BERLIN (Reuters) -A Munich brewpub has found a novel way to beat Europe’s cooking oil shortages – letting customers pay for their beer with sunflower oil to ensure plentiful stocks for frying schnitzels.
With Ukraine and Russia accounting for about 80% of global exports of sunflower seed oil, many European countries including Germany have seen supplies dwindle since Russia invaded its neighbour in February.
Managers at the Giesinger Brewery, a brewhouse and pub in the southern city of Munich, think they may have the answer, offering beer lovers a litre of their favourite brew for the same quantity of sunflower oil.
“The whole thing came up because we simply ran out of oil in the kitchen and that’s why we have to be inventive,” the pub manager, Erik Hoffmann, told Reuters TV.
Bottles of rapeseed and sunflower oil have often been missing from supermarket shelves in Germany since Russia’s invasion of Ukraine, and many shops ration the number of bottles per customer.
“Getting oil is very difficult … if you need 30 litres a week and only get 15 instead, at some point you won’t be able to fry a schnitzel any longer,” Hoffmann said, adding that customers have swapped 400 litres so far.

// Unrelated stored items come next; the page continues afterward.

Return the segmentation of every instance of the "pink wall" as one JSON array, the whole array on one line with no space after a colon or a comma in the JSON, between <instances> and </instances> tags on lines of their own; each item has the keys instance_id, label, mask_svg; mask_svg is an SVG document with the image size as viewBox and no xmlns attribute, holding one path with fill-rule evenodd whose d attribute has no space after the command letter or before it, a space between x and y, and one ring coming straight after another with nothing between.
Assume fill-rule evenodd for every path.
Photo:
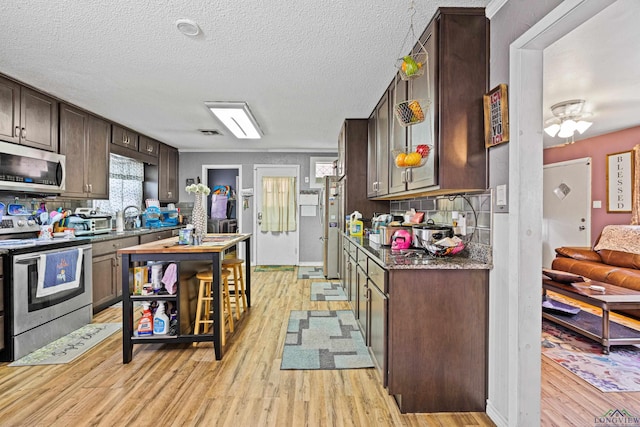
<instances>
[{"instance_id":1,"label":"pink wall","mask_svg":"<svg viewBox=\"0 0 640 427\"><path fill-rule=\"evenodd\" d=\"M544 150L544 164L591 157L591 200L602 207L591 209L591 238L595 240L605 225L629 224L630 213L607 212L607 154L629 151L640 144L640 126Z\"/></svg>"}]
</instances>

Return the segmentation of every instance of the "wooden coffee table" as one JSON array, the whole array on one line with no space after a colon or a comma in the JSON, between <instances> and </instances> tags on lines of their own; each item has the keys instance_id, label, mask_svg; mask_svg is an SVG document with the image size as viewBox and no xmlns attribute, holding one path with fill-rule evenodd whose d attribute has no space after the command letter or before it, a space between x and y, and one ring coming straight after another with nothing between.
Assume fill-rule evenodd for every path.
<instances>
[{"instance_id":1,"label":"wooden coffee table","mask_svg":"<svg viewBox=\"0 0 640 427\"><path fill-rule=\"evenodd\" d=\"M591 290L590 285L602 286L605 291ZM542 289L545 298L549 298L547 291L553 291L602 309L602 316L585 311L572 316L543 310L542 317L599 342L604 354L609 354L614 345L640 344L640 331L609 320L611 310L640 309L640 292L596 281L560 283L546 278L542 279Z\"/></svg>"}]
</instances>

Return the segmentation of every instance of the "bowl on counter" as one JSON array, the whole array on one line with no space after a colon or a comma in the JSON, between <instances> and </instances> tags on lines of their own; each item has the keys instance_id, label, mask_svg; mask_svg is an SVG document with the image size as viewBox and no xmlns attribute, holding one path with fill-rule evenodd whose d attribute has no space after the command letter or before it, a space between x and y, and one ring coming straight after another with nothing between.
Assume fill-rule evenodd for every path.
<instances>
[{"instance_id":1,"label":"bowl on counter","mask_svg":"<svg viewBox=\"0 0 640 427\"><path fill-rule=\"evenodd\" d=\"M465 248L463 241L458 241L454 246L447 246L437 243L430 243L424 246L424 249L431 255L436 257L452 256L462 252Z\"/></svg>"}]
</instances>

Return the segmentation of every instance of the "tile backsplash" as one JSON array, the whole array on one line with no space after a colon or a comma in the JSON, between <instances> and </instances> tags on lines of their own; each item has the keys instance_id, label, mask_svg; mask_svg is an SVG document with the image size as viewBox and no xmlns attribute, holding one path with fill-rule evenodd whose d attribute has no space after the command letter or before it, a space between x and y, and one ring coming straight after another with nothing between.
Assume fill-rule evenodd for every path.
<instances>
[{"instance_id":1,"label":"tile backsplash","mask_svg":"<svg viewBox=\"0 0 640 427\"><path fill-rule=\"evenodd\" d=\"M402 215L410 209L424 212L424 221L432 219L436 224L453 223L452 213L464 215L467 223L467 236L471 241L482 245L491 245L491 192L473 194L452 194L416 199L394 200L391 213Z\"/></svg>"}]
</instances>

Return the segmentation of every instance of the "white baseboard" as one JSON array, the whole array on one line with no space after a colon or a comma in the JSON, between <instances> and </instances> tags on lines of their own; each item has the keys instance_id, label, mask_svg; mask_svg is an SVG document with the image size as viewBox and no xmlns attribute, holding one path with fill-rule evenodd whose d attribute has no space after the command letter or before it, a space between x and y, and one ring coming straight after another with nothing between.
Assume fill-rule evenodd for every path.
<instances>
[{"instance_id":1,"label":"white baseboard","mask_svg":"<svg viewBox=\"0 0 640 427\"><path fill-rule=\"evenodd\" d=\"M298 261L298 266L299 267L322 267L322 263L318 264L317 262L313 262L313 261L306 261L306 262Z\"/></svg>"},{"instance_id":2,"label":"white baseboard","mask_svg":"<svg viewBox=\"0 0 640 427\"><path fill-rule=\"evenodd\" d=\"M491 421L493 421L496 426L498 427L508 427L509 422L507 421L507 419L496 410L496 408L491 404L491 401L489 399L487 399L487 416L489 418L491 418Z\"/></svg>"}]
</instances>

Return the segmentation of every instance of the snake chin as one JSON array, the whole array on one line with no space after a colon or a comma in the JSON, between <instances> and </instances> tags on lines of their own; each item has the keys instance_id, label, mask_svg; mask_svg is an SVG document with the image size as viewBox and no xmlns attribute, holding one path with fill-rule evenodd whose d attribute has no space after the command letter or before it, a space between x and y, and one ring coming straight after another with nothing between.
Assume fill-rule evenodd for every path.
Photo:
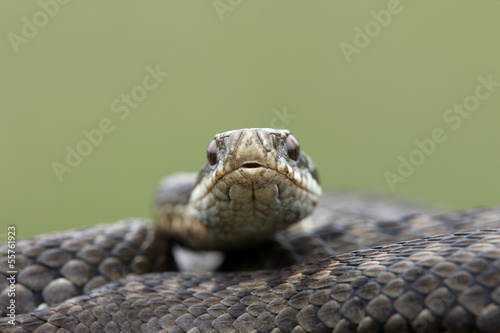
<instances>
[{"instance_id":1,"label":"snake chin","mask_svg":"<svg viewBox=\"0 0 500 333\"><path fill-rule=\"evenodd\" d=\"M309 215L317 201L315 193L288 175L257 166L223 175L190 206L194 218L208 230L209 243L220 249L267 241Z\"/></svg>"}]
</instances>

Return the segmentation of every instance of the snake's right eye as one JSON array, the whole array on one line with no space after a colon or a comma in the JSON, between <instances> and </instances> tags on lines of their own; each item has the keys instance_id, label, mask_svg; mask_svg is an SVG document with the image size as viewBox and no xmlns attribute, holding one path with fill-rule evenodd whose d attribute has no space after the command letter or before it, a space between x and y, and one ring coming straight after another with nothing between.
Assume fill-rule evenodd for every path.
<instances>
[{"instance_id":1,"label":"snake's right eye","mask_svg":"<svg viewBox=\"0 0 500 333\"><path fill-rule=\"evenodd\" d=\"M217 143L212 140L207 148L207 160L210 165L215 165L217 163Z\"/></svg>"},{"instance_id":2,"label":"snake's right eye","mask_svg":"<svg viewBox=\"0 0 500 333\"><path fill-rule=\"evenodd\" d=\"M299 142L297 141L297 139L295 139L295 137L290 134L286 138L285 145L288 156L292 160L296 161L299 158L299 152L300 152Z\"/></svg>"}]
</instances>

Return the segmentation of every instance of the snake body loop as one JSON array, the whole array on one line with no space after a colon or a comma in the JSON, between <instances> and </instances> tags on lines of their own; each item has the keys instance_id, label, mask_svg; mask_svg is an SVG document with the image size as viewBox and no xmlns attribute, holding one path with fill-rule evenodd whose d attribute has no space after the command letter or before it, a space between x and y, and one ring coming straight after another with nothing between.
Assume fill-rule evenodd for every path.
<instances>
[{"instance_id":1,"label":"snake body loop","mask_svg":"<svg viewBox=\"0 0 500 333\"><path fill-rule=\"evenodd\" d=\"M500 332L500 209L318 203L316 168L286 130L218 134L207 160L162 181L158 227L19 241L15 298L0 246L0 331ZM226 251L229 272L164 272L174 243Z\"/></svg>"}]
</instances>

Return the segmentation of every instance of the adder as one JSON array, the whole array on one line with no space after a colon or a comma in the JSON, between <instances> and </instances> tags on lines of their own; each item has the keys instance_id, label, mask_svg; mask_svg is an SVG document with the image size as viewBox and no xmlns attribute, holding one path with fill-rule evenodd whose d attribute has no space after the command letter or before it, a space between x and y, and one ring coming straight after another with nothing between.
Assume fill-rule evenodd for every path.
<instances>
[{"instance_id":1,"label":"adder","mask_svg":"<svg viewBox=\"0 0 500 333\"><path fill-rule=\"evenodd\" d=\"M500 332L499 209L320 199L287 130L217 134L207 160L161 182L156 227L129 219L18 241L15 285L1 246L0 331ZM225 260L168 271L186 249Z\"/></svg>"}]
</instances>

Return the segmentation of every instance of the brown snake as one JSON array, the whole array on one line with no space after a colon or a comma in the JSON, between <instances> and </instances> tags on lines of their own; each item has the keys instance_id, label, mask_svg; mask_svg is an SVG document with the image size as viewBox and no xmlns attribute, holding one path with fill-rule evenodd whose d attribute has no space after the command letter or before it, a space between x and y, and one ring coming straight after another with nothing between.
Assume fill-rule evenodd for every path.
<instances>
[{"instance_id":1,"label":"brown snake","mask_svg":"<svg viewBox=\"0 0 500 333\"><path fill-rule=\"evenodd\" d=\"M0 246L0 331L500 332L500 209L332 193L307 217L321 189L288 131L218 134L207 157L197 178L162 182L159 228L18 241L15 286ZM163 272L176 244L226 259Z\"/></svg>"}]
</instances>

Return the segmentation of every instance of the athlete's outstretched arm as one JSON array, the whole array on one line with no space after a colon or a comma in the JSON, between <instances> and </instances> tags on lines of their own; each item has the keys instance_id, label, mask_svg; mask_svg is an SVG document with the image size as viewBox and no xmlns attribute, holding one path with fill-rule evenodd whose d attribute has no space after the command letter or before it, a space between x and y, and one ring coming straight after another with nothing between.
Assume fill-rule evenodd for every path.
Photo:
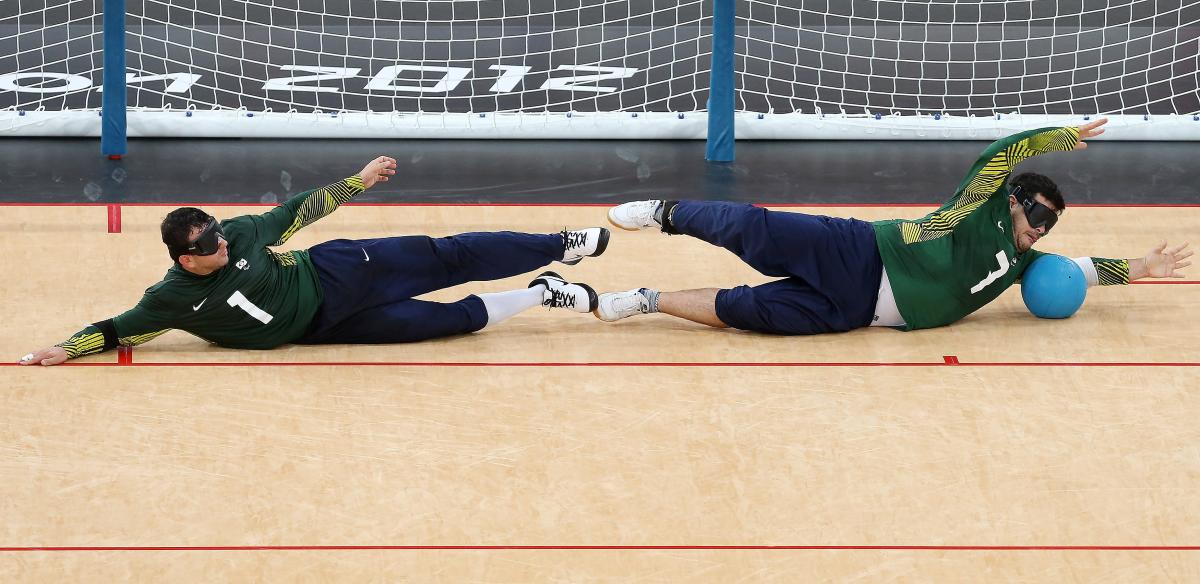
<instances>
[{"instance_id":1,"label":"athlete's outstretched arm","mask_svg":"<svg viewBox=\"0 0 1200 584\"><path fill-rule=\"evenodd\" d=\"M171 330L145 298L136 307L115 318L84 327L71 338L52 347L38 349L18 361L21 365L58 365L68 359L103 353L118 346L132 347ZM119 336L117 330L125 332Z\"/></svg>"},{"instance_id":2,"label":"athlete's outstretched arm","mask_svg":"<svg viewBox=\"0 0 1200 584\"><path fill-rule=\"evenodd\" d=\"M323 188L296 195L282 205L255 217L260 239L283 245L301 228L311 225L337 209L355 195L387 182L396 174L396 159L380 156L367 163L358 174Z\"/></svg>"},{"instance_id":3,"label":"athlete's outstretched arm","mask_svg":"<svg viewBox=\"0 0 1200 584\"><path fill-rule=\"evenodd\" d=\"M1017 163L1056 150L1083 150L1087 147L1084 140L1103 134L1102 126L1106 123L1108 120L1101 118L1078 128L1029 130L993 142L971 166L949 201L920 221L900 224L904 242L918 243L951 233L956 225L992 197L1008 192L1002 187Z\"/></svg>"},{"instance_id":4,"label":"athlete's outstretched arm","mask_svg":"<svg viewBox=\"0 0 1200 584\"><path fill-rule=\"evenodd\" d=\"M996 194L1013 168L1023 160L1047 152L1087 148L1085 140L1104 133L1107 118L1075 127L1041 128L1001 138L988 146L967 173L955 194L954 208L980 203Z\"/></svg>"},{"instance_id":5,"label":"athlete's outstretched arm","mask_svg":"<svg viewBox=\"0 0 1200 584\"><path fill-rule=\"evenodd\" d=\"M1192 250L1186 242L1168 248L1163 241L1154 246L1145 257L1131 259L1075 258L1083 268L1089 286L1117 286L1142 278L1183 278L1181 270L1192 265L1186 261Z\"/></svg>"}]
</instances>

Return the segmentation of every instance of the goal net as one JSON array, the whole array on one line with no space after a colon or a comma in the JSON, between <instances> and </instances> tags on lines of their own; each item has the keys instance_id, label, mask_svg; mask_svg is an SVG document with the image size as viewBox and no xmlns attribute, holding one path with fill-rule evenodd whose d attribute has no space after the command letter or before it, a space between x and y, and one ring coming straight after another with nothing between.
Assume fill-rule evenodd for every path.
<instances>
[{"instance_id":1,"label":"goal net","mask_svg":"<svg viewBox=\"0 0 1200 584\"><path fill-rule=\"evenodd\" d=\"M103 0L0 2L0 135L98 135ZM113 18L113 17L109 17ZM713 2L137 0L130 136L703 138ZM739 138L1200 137L1200 2L738 0Z\"/></svg>"},{"instance_id":2,"label":"goal net","mask_svg":"<svg viewBox=\"0 0 1200 584\"><path fill-rule=\"evenodd\" d=\"M0 135L98 135L102 0L0 1Z\"/></svg>"},{"instance_id":3,"label":"goal net","mask_svg":"<svg viewBox=\"0 0 1200 584\"><path fill-rule=\"evenodd\" d=\"M1109 138L1200 138L1200 2L747 0L740 16L738 108L754 115L739 137L971 138L1107 115Z\"/></svg>"}]
</instances>

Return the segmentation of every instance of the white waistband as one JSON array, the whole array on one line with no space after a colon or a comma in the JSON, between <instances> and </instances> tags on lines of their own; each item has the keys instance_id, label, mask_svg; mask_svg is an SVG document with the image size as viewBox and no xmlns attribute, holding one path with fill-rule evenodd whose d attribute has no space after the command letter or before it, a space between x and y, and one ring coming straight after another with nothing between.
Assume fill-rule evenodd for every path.
<instances>
[{"instance_id":1,"label":"white waistband","mask_svg":"<svg viewBox=\"0 0 1200 584\"><path fill-rule=\"evenodd\" d=\"M904 317L896 307L896 295L892 293L892 283L888 281L887 269L879 278L879 300L875 301L875 318L871 326L904 326Z\"/></svg>"}]
</instances>

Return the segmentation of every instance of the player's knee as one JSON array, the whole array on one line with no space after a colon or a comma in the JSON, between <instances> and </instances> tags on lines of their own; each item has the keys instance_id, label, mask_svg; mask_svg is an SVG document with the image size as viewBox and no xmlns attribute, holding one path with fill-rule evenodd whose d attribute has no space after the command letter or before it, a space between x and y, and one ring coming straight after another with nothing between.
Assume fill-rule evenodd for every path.
<instances>
[{"instance_id":1,"label":"player's knee","mask_svg":"<svg viewBox=\"0 0 1200 584\"><path fill-rule=\"evenodd\" d=\"M758 301L754 288L738 286L717 292L717 319L727 327L747 331L770 332L766 311Z\"/></svg>"}]
</instances>

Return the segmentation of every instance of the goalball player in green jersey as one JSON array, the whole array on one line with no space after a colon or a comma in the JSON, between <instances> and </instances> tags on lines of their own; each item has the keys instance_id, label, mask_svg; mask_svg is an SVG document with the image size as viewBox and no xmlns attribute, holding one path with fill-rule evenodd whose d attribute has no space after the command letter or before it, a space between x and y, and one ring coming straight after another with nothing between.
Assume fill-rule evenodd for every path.
<instances>
[{"instance_id":1,"label":"goalball player in green jersey","mask_svg":"<svg viewBox=\"0 0 1200 584\"><path fill-rule=\"evenodd\" d=\"M751 205L637 201L609 210L623 229L658 227L728 249L763 275L761 286L602 294L597 317L615 321L663 312L714 327L814 334L865 326L902 330L948 325L991 302L1041 252L1033 245L1066 207L1049 178L1009 178L1017 163L1052 151L1082 150L1107 120L1042 128L996 141L954 196L920 219L868 223ZM1166 243L1137 259L1076 258L1089 285L1182 278L1187 244Z\"/></svg>"},{"instance_id":2,"label":"goalball player in green jersey","mask_svg":"<svg viewBox=\"0 0 1200 584\"><path fill-rule=\"evenodd\" d=\"M470 333L534 306L595 309L596 293L545 272L528 288L472 294L452 303L413 297L465 282L516 276L553 261L598 256L608 230L551 234L463 233L339 239L276 252L297 230L396 173L372 160L357 175L301 193L261 215L218 221L193 207L163 220L175 264L134 308L96 322L23 365L57 365L118 345L139 345L170 329L218 345L269 349L284 343L398 343Z\"/></svg>"}]
</instances>

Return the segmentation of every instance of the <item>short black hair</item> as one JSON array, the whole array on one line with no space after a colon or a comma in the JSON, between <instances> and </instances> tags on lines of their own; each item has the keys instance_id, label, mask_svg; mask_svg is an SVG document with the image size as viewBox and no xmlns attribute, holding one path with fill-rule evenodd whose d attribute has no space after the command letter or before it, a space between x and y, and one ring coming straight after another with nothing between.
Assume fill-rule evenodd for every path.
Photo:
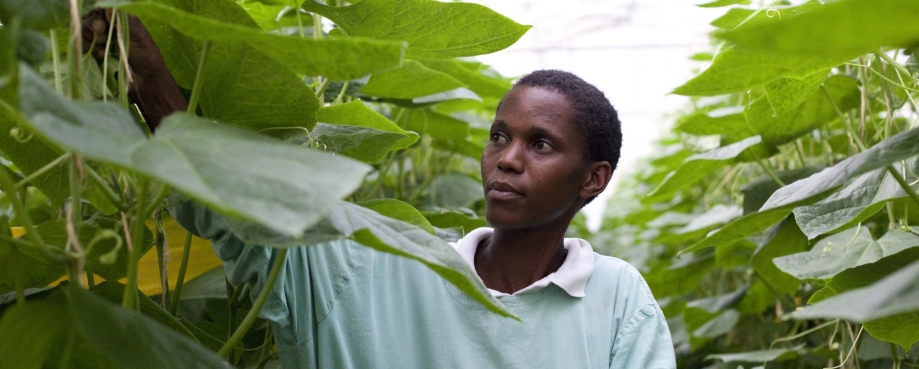
<instances>
[{"instance_id":1,"label":"short black hair","mask_svg":"<svg viewBox=\"0 0 919 369\"><path fill-rule=\"evenodd\" d=\"M511 90L522 86L541 87L564 95L574 107L575 123L587 141L584 160L589 163L605 161L616 170L622 147L622 125L616 109L602 91L572 73L557 69L527 74L517 80ZM587 199L587 203L595 197Z\"/></svg>"}]
</instances>

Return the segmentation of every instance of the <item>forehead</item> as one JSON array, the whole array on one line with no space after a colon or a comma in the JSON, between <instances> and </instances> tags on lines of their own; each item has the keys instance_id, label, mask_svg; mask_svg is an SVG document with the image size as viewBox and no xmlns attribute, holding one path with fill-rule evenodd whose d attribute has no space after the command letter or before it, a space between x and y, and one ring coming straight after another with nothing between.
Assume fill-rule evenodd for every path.
<instances>
[{"instance_id":1,"label":"forehead","mask_svg":"<svg viewBox=\"0 0 919 369\"><path fill-rule=\"evenodd\" d=\"M573 130L576 129L574 117L573 105L560 92L543 87L520 86L512 89L501 101L495 121Z\"/></svg>"}]
</instances>

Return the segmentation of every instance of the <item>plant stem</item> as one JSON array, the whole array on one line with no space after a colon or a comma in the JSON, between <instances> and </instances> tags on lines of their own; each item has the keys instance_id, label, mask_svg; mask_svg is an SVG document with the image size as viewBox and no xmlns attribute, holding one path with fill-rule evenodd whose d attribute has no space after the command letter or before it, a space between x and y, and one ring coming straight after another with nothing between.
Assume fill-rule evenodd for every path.
<instances>
[{"instance_id":1,"label":"plant stem","mask_svg":"<svg viewBox=\"0 0 919 369\"><path fill-rule=\"evenodd\" d=\"M892 175L895 180L897 180L897 183L900 184L900 187L903 187L903 191L906 191L906 194L909 195L911 199L913 199L913 202L915 202L916 205L919 205L919 194L917 194L916 190L914 190L909 185L909 183L906 182L906 179L903 178L900 172L898 172L893 165L888 165L887 171L890 172L890 175Z\"/></svg>"},{"instance_id":2,"label":"plant stem","mask_svg":"<svg viewBox=\"0 0 919 369\"><path fill-rule=\"evenodd\" d=\"M156 193L156 196L153 197L153 201L147 204L147 208L144 209L144 214L153 214L153 211L160 206L160 203L169 196L169 191L172 190L168 184L163 184L163 187L160 187L160 191Z\"/></svg>"},{"instance_id":3,"label":"plant stem","mask_svg":"<svg viewBox=\"0 0 919 369\"><path fill-rule=\"evenodd\" d=\"M124 288L121 306L128 310L137 308L137 262L140 259L138 252L143 243L143 228L147 216L143 214L147 200L147 183L143 180L137 183L137 204L134 210L134 222L131 224L131 243L128 244L128 283Z\"/></svg>"},{"instance_id":4,"label":"plant stem","mask_svg":"<svg viewBox=\"0 0 919 369\"><path fill-rule=\"evenodd\" d=\"M105 93L108 85L106 81L108 80L108 60L109 53L112 50L112 36L114 35L115 27L109 26L108 36L105 38L105 53L102 56L102 101L108 100L108 94Z\"/></svg>"},{"instance_id":5,"label":"plant stem","mask_svg":"<svg viewBox=\"0 0 919 369\"><path fill-rule=\"evenodd\" d=\"M163 310L169 308L169 276L166 273L166 259L169 253L169 243L166 240L166 230L163 228L163 212L156 211L153 213L153 233L156 245L156 259L160 271L160 305Z\"/></svg>"},{"instance_id":6,"label":"plant stem","mask_svg":"<svg viewBox=\"0 0 919 369\"><path fill-rule=\"evenodd\" d=\"M836 110L836 114L839 115L839 119L842 120L843 127L846 128L846 131L849 132L849 136L852 137L852 140L855 141L855 145L858 146L859 152L865 151L865 143L863 143L861 138L858 137L855 129L852 128L848 122L846 122L845 114L842 113L842 110L839 109L839 106L836 106L836 101L833 101L833 96L830 96L830 92L826 90L826 86L821 85L820 89L823 91L823 94L826 95L826 98L830 101L830 104L833 105L833 109Z\"/></svg>"},{"instance_id":7,"label":"plant stem","mask_svg":"<svg viewBox=\"0 0 919 369\"><path fill-rule=\"evenodd\" d=\"M172 295L172 305L169 306L169 313L176 315L179 308L179 300L182 298L182 286L185 285L185 271L188 269L188 255L191 253L191 232L185 232L185 246L182 249L182 263L179 264L179 278L176 280L176 289Z\"/></svg>"},{"instance_id":8,"label":"plant stem","mask_svg":"<svg viewBox=\"0 0 919 369\"><path fill-rule=\"evenodd\" d=\"M207 61L208 51L211 49L211 42L204 40L201 47L201 58L198 59L198 70L195 72L195 84L191 88L191 97L188 99L188 114L194 115L198 110L198 99L201 97L201 86L204 84L204 64Z\"/></svg>"},{"instance_id":9,"label":"plant stem","mask_svg":"<svg viewBox=\"0 0 919 369\"><path fill-rule=\"evenodd\" d=\"M255 323L258 313L262 311L262 307L265 306L265 302L268 301L268 296L271 295L271 290L274 288L274 283L277 281L278 275L281 274L281 267L284 266L285 259L287 259L287 249L278 250L277 254L275 254L274 263L271 265L271 271L268 272L268 280L265 281L265 285L258 294L258 298L252 303L252 309L249 310L249 313L243 318L242 323L239 324L236 332L233 332L233 335L230 336L227 343L217 351L217 356L227 356L230 350L233 350L236 344L243 339L243 336L246 335L246 332L249 331L252 324Z\"/></svg>"},{"instance_id":10,"label":"plant stem","mask_svg":"<svg viewBox=\"0 0 919 369\"><path fill-rule=\"evenodd\" d=\"M64 84L61 78L61 51L57 49L57 31L51 30L51 65L54 70L54 90L64 94Z\"/></svg>"},{"instance_id":11,"label":"plant stem","mask_svg":"<svg viewBox=\"0 0 919 369\"><path fill-rule=\"evenodd\" d=\"M22 201L16 196L16 184L13 183L13 179L10 178L9 174L5 170L0 170L0 191L8 194L7 197L10 199L10 203L13 205L13 211L20 217L20 222L22 222L23 227L26 229L25 236L32 241L32 244L38 246L45 255L50 256L52 259L63 261L65 258L62 258L61 255L57 255L51 251L51 248L45 244L45 241L41 238L41 235L35 231L35 224L32 223L32 217L29 216L29 213L26 211L25 206Z\"/></svg>"},{"instance_id":12,"label":"plant stem","mask_svg":"<svg viewBox=\"0 0 919 369\"><path fill-rule=\"evenodd\" d=\"M785 187L785 182L782 182L782 179L775 175L775 172L772 170L772 166L769 165L768 161L760 159L759 156L752 151L750 153L753 154L753 157L756 158L756 163L763 168L763 170L767 175L769 175L769 178L772 178L772 181L775 182L775 184L779 185L779 187Z\"/></svg>"},{"instance_id":13,"label":"plant stem","mask_svg":"<svg viewBox=\"0 0 919 369\"><path fill-rule=\"evenodd\" d=\"M131 66L128 64L128 47L130 46L130 27L128 26L128 13L124 10L118 10L115 15L115 41L118 43L118 69L120 70L118 81L118 100L121 107L128 109L128 86L133 82L131 76Z\"/></svg>"},{"instance_id":14,"label":"plant stem","mask_svg":"<svg viewBox=\"0 0 919 369\"><path fill-rule=\"evenodd\" d=\"M32 172L32 174L29 174L28 176L23 178L21 181L17 182L16 189L18 190L22 188L22 186L25 186L27 183L34 180L35 178L41 177L45 173L48 173L49 170L54 169L54 167L60 165L62 162L64 162L64 160L67 160L67 159L70 159L69 152L64 153L64 155L58 156L57 159L52 160L48 164L45 164L45 166L41 167L41 169Z\"/></svg>"},{"instance_id":15,"label":"plant stem","mask_svg":"<svg viewBox=\"0 0 919 369\"><path fill-rule=\"evenodd\" d=\"M349 83L351 83L351 81L345 81L345 83L341 85L341 91L338 92L338 96L335 97L335 101L332 101L332 105L341 104L341 100L345 97L345 91L348 89Z\"/></svg>"},{"instance_id":16,"label":"plant stem","mask_svg":"<svg viewBox=\"0 0 919 369\"><path fill-rule=\"evenodd\" d=\"M82 23L80 22L79 0L70 0L70 40L68 44L70 63L70 97L74 100L83 98L83 37Z\"/></svg>"},{"instance_id":17,"label":"plant stem","mask_svg":"<svg viewBox=\"0 0 919 369\"><path fill-rule=\"evenodd\" d=\"M22 287L22 266L19 264L19 246L10 244L10 247L13 250L13 273L15 273L13 283L16 288L16 304L22 305L26 303L26 295Z\"/></svg>"},{"instance_id":18,"label":"plant stem","mask_svg":"<svg viewBox=\"0 0 919 369\"><path fill-rule=\"evenodd\" d=\"M83 164L80 157L73 155L70 161L70 202L67 205L67 239L70 249L77 255L74 258L73 266L70 268L70 280L78 283L81 287L86 287L83 283L83 262L86 257L83 254L83 247L80 245L80 224L83 223L83 176L80 169Z\"/></svg>"}]
</instances>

While a litre of beer costs about 7 euros ($7) in German pubs, a one-litre bottle of sunflower oil retails for about 4.5 euros – making the offer tempting for many customers.
Customer Moritz Baller bought 80 litres of sunflower oil in Ukraine during a trip to deliver humanitarian aid, swapping his shipment for eight crates of beer for his birthday party.
“The campaign is cool,” he said. “We can get cheap beer and yes, Giesinger Brewery is also helped.”